Previously printed in the LexisNexis Labour Notes Newsletter.

Most employers are aware that the health and safety of their workers is one of the most important considerations on a worksite.  Across Canada, warnings have been issued to employers and their directors that accountability for workplace accidents and especially fatalities is increasing.  However, in the recent decision of Ontario (Labour) v.

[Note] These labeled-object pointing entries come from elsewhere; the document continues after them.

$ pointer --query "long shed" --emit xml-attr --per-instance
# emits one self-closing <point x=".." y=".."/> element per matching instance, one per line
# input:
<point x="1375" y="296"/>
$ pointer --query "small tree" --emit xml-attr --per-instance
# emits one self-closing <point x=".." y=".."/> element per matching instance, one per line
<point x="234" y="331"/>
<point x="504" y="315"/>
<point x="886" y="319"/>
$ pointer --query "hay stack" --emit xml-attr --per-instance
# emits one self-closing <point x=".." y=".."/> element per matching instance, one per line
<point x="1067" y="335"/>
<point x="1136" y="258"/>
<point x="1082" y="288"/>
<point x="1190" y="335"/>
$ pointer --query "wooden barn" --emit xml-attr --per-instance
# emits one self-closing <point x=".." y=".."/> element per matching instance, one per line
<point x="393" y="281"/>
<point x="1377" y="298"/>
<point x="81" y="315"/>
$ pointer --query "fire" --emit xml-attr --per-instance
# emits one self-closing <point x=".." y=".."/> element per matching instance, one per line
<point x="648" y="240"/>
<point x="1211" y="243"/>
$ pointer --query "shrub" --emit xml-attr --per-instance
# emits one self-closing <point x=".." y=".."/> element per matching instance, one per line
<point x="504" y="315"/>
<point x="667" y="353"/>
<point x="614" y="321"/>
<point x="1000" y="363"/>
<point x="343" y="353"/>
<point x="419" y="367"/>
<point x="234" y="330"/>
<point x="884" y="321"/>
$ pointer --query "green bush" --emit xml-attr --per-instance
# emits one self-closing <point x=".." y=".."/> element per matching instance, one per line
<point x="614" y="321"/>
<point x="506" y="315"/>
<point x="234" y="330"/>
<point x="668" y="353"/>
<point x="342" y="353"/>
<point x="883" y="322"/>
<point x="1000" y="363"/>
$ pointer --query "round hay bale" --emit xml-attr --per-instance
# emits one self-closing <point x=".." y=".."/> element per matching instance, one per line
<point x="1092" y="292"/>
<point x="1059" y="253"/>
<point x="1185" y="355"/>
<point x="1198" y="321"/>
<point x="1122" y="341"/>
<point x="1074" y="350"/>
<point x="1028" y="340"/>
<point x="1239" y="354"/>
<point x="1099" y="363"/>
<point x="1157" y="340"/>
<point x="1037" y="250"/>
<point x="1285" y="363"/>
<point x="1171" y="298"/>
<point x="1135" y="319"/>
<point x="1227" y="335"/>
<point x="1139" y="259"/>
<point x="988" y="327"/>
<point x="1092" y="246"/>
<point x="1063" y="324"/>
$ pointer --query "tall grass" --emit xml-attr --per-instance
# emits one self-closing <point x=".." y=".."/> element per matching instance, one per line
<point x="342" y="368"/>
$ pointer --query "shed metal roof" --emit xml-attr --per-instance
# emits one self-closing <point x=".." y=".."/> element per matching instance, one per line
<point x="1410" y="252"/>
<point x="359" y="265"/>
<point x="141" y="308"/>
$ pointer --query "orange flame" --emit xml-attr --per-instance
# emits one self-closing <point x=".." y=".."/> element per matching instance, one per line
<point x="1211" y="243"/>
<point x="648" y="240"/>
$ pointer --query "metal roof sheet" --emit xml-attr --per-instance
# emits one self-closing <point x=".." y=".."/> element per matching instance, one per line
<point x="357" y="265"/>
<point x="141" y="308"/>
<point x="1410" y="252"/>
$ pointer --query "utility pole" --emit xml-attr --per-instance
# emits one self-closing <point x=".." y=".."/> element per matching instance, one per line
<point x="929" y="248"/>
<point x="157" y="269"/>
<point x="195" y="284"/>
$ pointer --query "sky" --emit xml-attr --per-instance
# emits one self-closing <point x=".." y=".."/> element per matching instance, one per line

New Mex Canada Inc., 2019 ONCA 30, the Ontario Court of Appeal upheld a lower court's decision to overturn two jail sentences for directors following a workplace fatality.

In this case, an employee of New Mex Canada Inc. tragically fell off an elevated platform to his death when he was attempting to retrieve merchandise in a furniture warehouse.  The employee was not provided with fall protection equipment or safety work boots, and there was no protective railing on the order picker platform where he stood while working.  The employer knew in this case that the employee was subject to seizures while working and had fainted twice before.  The pathologist inferred the employee fell while unconscious and that a seizure had precipitated his fall.  The circumstances of the death were described by the sentencing judge as the "highest level of negligence".

The employer and two of its directors were charged and pleaded guilty to offences under the Ontario Occupational Health and Safety Act.  The company was fined $250,000 plus a 25 percent victim surcharge.  The directors were sentenced to 25 days in jail and 12 months of probation in part because of their "moral blameworthiness".  On a first appeal, the provincial appeal court reduced the employer's fine to $50,000 and substituted a $15,000 fine for the directors' jail sentences.  The Crown sought to restore the jail sentences initially imposed but the appeal was dismissed by the Ontario Court of Appeal.

In this case, the sentencing judge imposed the jail terms because there was a clear inability to pay a fine.  The Ontario Court of Appeal confirmed that the hardship associated with a fine is not a proper basis for imprisonment.  On that ground alone, the Court was prepared to set aside the jail sentences.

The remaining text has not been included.